Hallucination Rates Across Domain-Specific LLM Fine-Tuning: A Systematic Evaluation
Main article
Abstract
Hallucination — the generation of factually incorrect, fabricated, or internally inconsistent text by large language models — is one of the most practically consequential failure modes in LLM deployment. Fine-tuning on domain-specific data is widely used to improve LLM performance in specialised domains, but the relationship between fine-tuning and hallucination rates is poorly characterised.

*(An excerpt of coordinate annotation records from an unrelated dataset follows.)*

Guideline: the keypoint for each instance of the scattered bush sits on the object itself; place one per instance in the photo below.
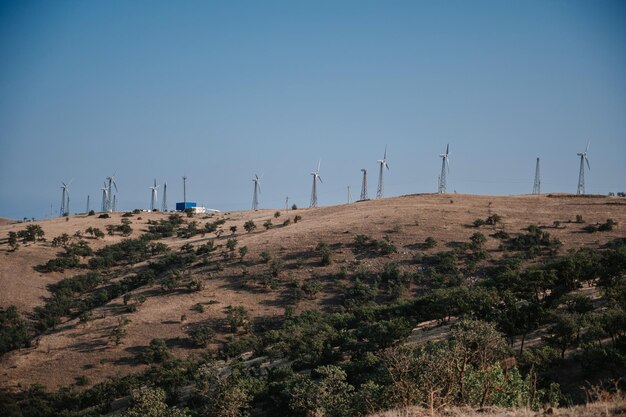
(430, 242)
(324, 251)
(201, 335)
(249, 226)
(265, 257)
(156, 352)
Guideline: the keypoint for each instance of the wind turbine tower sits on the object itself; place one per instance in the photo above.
(164, 206)
(364, 185)
(445, 169)
(65, 200)
(110, 204)
(154, 198)
(257, 191)
(537, 184)
(105, 198)
(581, 174)
(316, 176)
(383, 163)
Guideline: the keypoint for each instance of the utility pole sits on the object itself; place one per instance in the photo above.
(537, 184)
(364, 185)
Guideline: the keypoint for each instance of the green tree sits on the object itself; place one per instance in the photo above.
(430, 242)
(562, 335)
(249, 226)
(478, 240)
(231, 244)
(156, 352)
(150, 402)
(243, 251)
(201, 335)
(224, 395)
(236, 317)
(328, 395)
(323, 249)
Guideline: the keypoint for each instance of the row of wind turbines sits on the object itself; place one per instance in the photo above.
(109, 198)
(442, 180)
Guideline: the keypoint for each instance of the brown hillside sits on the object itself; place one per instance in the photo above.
(76, 349)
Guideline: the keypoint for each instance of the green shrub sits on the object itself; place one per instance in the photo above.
(430, 242)
(201, 335)
(324, 251)
(249, 226)
(156, 352)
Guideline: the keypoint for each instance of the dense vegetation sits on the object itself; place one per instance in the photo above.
(363, 354)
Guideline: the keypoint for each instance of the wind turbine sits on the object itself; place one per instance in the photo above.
(581, 174)
(537, 183)
(445, 169)
(164, 205)
(257, 191)
(105, 197)
(383, 163)
(153, 200)
(316, 176)
(364, 185)
(65, 199)
(111, 181)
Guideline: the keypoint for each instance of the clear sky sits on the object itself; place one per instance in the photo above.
(219, 91)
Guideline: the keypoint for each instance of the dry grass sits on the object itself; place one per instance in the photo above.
(612, 405)
(76, 349)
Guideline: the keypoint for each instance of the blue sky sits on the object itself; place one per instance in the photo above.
(219, 91)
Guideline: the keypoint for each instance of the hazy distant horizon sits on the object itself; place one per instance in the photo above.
(220, 92)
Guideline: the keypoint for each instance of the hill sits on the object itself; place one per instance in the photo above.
(95, 310)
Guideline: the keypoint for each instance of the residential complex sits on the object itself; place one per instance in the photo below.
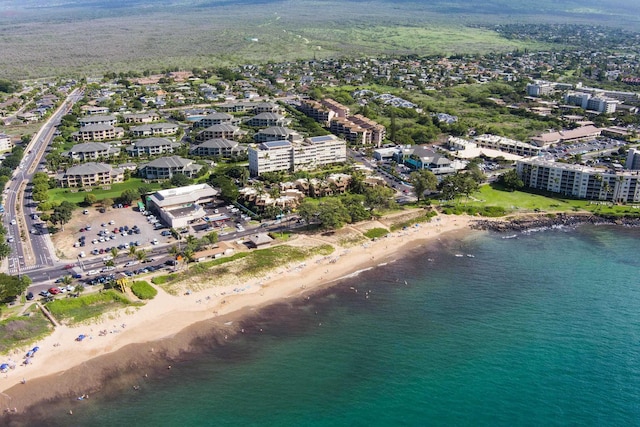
(90, 175)
(166, 167)
(180, 206)
(284, 155)
(151, 147)
(580, 181)
(92, 151)
(218, 147)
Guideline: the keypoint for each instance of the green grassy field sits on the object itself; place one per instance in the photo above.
(22, 330)
(74, 310)
(62, 194)
(523, 202)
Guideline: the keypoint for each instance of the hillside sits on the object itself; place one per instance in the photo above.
(84, 37)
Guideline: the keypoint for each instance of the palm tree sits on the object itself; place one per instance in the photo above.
(114, 253)
(141, 255)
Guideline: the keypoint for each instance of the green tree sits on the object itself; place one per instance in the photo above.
(12, 286)
(510, 180)
(423, 180)
(90, 199)
(180, 180)
(332, 214)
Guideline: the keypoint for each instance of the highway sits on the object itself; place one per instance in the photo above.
(31, 246)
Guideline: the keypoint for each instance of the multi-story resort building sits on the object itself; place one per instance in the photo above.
(92, 151)
(151, 147)
(5, 142)
(166, 167)
(98, 132)
(97, 120)
(268, 119)
(182, 205)
(90, 175)
(355, 129)
(286, 156)
(580, 181)
(224, 130)
(214, 119)
(505, 144)
(141, 118)
(218, 147)
(154, 129)
(277, 133)
(584, 133)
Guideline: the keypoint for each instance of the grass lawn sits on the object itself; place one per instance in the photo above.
(23, 330)
(514, 201)
(520, 201)
(73, 196)
(86, 307)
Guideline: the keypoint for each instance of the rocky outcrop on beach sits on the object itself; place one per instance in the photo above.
(532, 222)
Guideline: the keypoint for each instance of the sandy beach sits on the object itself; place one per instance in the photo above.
(164, 327)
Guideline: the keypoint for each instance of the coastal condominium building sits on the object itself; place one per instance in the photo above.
(97, 120)
(5, 142)
(89, 175)
(580, 181)
(286, 156)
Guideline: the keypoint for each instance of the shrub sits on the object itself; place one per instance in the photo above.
(375, 233)
(143, 290)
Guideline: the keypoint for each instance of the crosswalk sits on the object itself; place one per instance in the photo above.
(15, 270)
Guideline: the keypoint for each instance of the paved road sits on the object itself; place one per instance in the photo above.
(31, 250)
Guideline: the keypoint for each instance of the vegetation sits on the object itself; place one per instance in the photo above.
(12, 286)
(417, 220)
(115, 191)
(22, 330)
(376, 233)
(87, 306)
(143, 290)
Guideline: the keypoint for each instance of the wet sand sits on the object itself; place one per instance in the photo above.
(149, 340)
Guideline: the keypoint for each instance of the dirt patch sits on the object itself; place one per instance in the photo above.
(64, 240)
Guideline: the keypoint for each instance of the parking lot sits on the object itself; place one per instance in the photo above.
(94, 233)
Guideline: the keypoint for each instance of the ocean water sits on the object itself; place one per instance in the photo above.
(542, 329)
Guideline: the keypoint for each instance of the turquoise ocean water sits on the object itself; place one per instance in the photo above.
(542, 329)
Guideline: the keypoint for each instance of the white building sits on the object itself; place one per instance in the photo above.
(180, 206)
(285, 156)
(5, 142)
(580, 181)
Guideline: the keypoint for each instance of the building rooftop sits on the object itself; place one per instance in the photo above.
(89, 147)
(152, 142)
(275, 144)
(182, 195)
(89, 169)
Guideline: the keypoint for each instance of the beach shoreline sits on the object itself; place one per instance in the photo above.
(154, 336)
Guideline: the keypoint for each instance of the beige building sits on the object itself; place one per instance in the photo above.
(580, 181)
(98, 132)
(90, 175)
(284, 156)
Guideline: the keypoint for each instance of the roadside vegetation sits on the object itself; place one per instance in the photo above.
(75, 310)
(17, 331)
(143, 290)
(238, 266)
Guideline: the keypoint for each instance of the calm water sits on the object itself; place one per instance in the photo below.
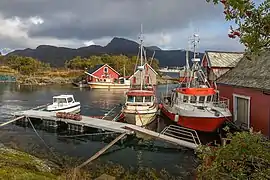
(93, 102)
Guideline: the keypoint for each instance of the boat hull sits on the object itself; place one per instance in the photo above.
(73, 109)
(108, 86)
(205, 124)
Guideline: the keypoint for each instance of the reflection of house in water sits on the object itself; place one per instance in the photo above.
(248, 88)
(148, 72)
(217, 63)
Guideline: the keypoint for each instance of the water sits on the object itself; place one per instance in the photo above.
(93, 102)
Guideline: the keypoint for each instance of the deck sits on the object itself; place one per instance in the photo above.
(105, 125)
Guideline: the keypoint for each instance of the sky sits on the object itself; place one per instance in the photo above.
(167, 24)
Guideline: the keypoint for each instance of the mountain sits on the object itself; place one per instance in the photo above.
(57, 56)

This paper presents a systematic evaluation of hallucination rates before and after domain-specific fine-tuning across four domains (biomedical, legal, financial, and software engineering) and three base models (Llama-3.1-8B, Mistral-7B-v0.3, and Qwen2.5-7B). We use a three-component hallucination taxonomy — factual hallucination, entity hallucination, and reasoning hallucination — and evaluate each component using a combination of automated fact-checking pipelines and expert annotation. Counter to the common assumption that fine-tuning on domain data reduces hallucination by reinforcing factual associations, we find that fine-tuning on high-quality but narrow domain corpora frequently increases entity and reasoning hallucination rates even when factual hallucination rates decrease. We link this phenomenon to a degradation in world-model breadth during fine-tuning and provide evidence that the effect is modulated by the ratio of domain-specific to general knowledge in the fine-tuning data mix.